[llvm-dev] Vectorization with fast-math on irregular ISA sub-sets

Thu Feb 11 04:24:30 PST 2016

This is fine Renato.

I worked around the local issue by using an instruction intrinsics so that the pattern would be invisible to this optimisation, and my thoughts for raising this to the TargetTransformInfo level are still not well formed.  I was actually quite impressed with the new optimisation, it cleverly handled the situation perfectly.

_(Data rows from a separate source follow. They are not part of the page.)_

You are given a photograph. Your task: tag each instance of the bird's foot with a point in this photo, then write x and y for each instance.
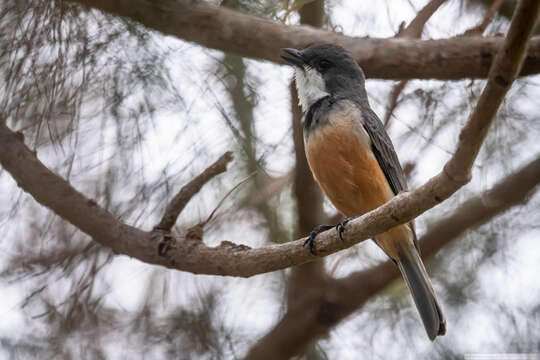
(340, 227)
(311, 239)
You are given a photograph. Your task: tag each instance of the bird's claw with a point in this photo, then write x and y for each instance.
(311, 238)
(340, 227)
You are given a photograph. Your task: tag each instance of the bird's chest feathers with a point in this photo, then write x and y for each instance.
(340, 157)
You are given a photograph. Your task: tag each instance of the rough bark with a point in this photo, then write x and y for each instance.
(313, 317)
(250, 36)
(185, 253)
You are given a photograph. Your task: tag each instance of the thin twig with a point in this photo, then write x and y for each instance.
(413, 30)
(490, 13)
(185, 194)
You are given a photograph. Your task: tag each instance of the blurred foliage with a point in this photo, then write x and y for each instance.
(95, 95)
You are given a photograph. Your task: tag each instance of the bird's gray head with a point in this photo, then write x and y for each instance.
(325, 69)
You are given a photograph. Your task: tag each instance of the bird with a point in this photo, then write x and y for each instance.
(354, 162)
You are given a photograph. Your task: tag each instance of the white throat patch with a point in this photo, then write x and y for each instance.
(310, 86)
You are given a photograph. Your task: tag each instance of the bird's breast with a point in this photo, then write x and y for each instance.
(342, 162)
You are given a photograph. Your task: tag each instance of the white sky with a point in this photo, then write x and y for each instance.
(516, 282)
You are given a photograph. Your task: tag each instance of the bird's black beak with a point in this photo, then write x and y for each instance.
(294, 57)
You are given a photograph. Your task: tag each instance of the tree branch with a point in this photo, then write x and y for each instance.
(413, 30)
(185, 194)
(480, 28)
(316, 314)
(237, 260)
(250, 36)
(416, 27)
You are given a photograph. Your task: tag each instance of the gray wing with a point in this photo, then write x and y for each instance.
(386, 156)
(383, 150)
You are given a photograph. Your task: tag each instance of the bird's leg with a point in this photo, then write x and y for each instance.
(311, 239)
(340, 227)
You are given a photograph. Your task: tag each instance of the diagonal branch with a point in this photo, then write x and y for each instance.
(413, 30)
(235, 260)
(481, 27)
(189, 190)
(416, 27)
(315, 315)
(246, 35)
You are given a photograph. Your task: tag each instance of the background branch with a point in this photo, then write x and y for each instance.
(413, 30)
(232, 31)
(189, 190)
(316, 314)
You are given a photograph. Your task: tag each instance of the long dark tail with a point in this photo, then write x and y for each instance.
(415, 275)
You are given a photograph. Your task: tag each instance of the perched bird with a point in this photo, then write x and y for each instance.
(353, 160)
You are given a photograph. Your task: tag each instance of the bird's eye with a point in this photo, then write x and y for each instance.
(324, 65)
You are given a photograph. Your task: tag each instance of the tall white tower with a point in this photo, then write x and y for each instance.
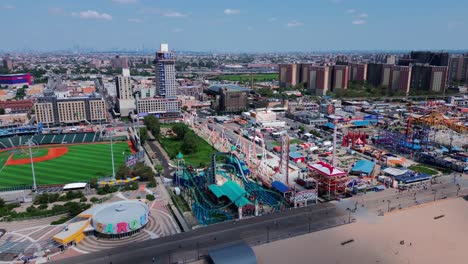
(165, 73)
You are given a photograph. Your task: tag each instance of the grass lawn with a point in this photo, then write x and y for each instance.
(81, 163)
(24, 153)
(260, 77)
(173, 147)
(423, 169)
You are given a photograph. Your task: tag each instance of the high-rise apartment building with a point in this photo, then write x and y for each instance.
(429, 78)
(386, 74)
(340, 77)
(165, 73)
(289, 74)
(124, 90)
(319, 80)
(400, 79)
(374, 73)
(165, 104)
(72, 110)
(358, 72)
(8, 63)
(458, 68)
(438, 81)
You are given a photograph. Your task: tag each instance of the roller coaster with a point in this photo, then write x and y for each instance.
(230, 175)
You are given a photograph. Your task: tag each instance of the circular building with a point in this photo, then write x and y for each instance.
(118, 219)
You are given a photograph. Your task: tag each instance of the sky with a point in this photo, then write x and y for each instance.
(234, 26)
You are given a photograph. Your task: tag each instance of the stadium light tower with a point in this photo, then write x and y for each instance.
(29, 143)
(112, 154)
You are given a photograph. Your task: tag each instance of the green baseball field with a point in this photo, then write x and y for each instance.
(61, 164)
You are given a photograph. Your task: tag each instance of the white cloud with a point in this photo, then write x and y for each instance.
(231, 11)
(173, 14)
(7, 6)
(124, 2)
(135, 20)
(91, 14)
(56, 11)
(294, 23)
(359, 22)
(454, 24)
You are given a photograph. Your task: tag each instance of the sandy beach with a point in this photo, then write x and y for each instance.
(379, 240)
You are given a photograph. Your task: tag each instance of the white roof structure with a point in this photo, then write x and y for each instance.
(393, 171)
(76, 185)
(71, 229)
(326, 169)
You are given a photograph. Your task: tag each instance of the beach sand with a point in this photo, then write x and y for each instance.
(426, 240)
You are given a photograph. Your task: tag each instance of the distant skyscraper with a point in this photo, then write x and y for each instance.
(289, 74)
(119, 62)
(165, 104)
(8, 63)
(165, 73)
(319, 77)
(340, 77)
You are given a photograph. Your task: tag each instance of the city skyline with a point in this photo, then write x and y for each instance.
(222, 26)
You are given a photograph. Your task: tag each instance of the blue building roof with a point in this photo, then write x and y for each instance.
(230, 87)
(295, 155)
(413, 177)
(329, 125)
(363, 166)
(279, 186)
(362, 122)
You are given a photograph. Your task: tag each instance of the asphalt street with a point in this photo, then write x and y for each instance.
(188, 245)
(270, 227)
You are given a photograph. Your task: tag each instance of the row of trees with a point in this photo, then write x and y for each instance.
(188, 137)
(153, 125)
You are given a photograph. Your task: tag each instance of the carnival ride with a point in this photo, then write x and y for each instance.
(231, 175)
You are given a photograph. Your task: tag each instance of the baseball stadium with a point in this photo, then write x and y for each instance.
(59, 158)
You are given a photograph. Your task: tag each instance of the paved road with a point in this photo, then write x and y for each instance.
(256, 230)
(266, 228)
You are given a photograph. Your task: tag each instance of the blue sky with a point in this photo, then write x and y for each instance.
(240, 25)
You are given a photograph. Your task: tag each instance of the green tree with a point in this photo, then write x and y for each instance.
(145, 172)
(122, 172)
(153, 125)
(180, 130)
(159, 168)
(93, 183)
(143, 134)
(190, 144)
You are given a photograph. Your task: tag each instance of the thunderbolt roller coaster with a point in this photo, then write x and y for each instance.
(197, 185)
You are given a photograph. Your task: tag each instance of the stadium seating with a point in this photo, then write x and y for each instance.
(9, 142)
(15, 141)
(5, 143)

A coarse grained solution is fine, and it is always possible to handle this in custom lowering for ISD::FABS which could check a target specific flag to see if it should do the "safe thing" or the "fast thing".

Thanks for the feedback,

	MartinO

-----Original Message-----
From: Renato Golin [mailto:renato.golin at linaro.org] 
Sent: 11 February 2016 11:50
To: Martin.ORiordan at movidius.com
Cc: Hal Finkel <hfinkel at anl.gov>; LLVM Developers <llvm-dev at lists.llvm.org>
Subject: Re: [llvm-dev] Vectorization with fast-math on irregular ISA sub-sets

On 11 February 2016 at 11:23, Martin J. O'Riordan <martin.oriordan at movidius.com> wrote:
> But the v3.8 FP optimiser now recognises this pattern and replaces it with an ISD::FABS node and broke our workaround :-)  It's a great optimisation and I have no problem with its correctness, but I was thinking that perhaps I might see where I should extend the target information interface to allow a target to say that it does not support denormals so that this and possibly other optimisations could be suppressed in a target dependent way.

Hi Martin,

So, I have a patch that right now is a big hammer:
 * Targets can have SIMD IEEE compliant or not (instead of fine grained choosing which part).
 * Any FP arithmetic / cast operation with UnsafeAlgebra will trigger a "potentially unsafe" flag in the vectorizer.
 * In the end, if the SIMD unit is not IEEE compliant and there is any potentially unsafe operations, avoid that loop.

I just need to create some more tests to submit.

The problems I can see in your case are:
 * Both scalar and vector units have problems with denormals, so my
isSIMDIEEE() is not enough.
   - To fix this, you can add isVFPIEEE(), but we may find a better solution?
 * Your optimisation is basic-block based, not loop based, so we'd have to add the same check to SLP.
   - SLP deals with both SIMD and VFP units, so we would need the additional flag anyway.
   - This will be my next step.
 * Other passes already have access to the TTI, so they can use those flags to avoid strength reduction, combine, etc. in those cases.

I don't think we need to create a fine grained solution right now, since we don't have examples with different behaviour.

Would that work for you?

cheers,
--renato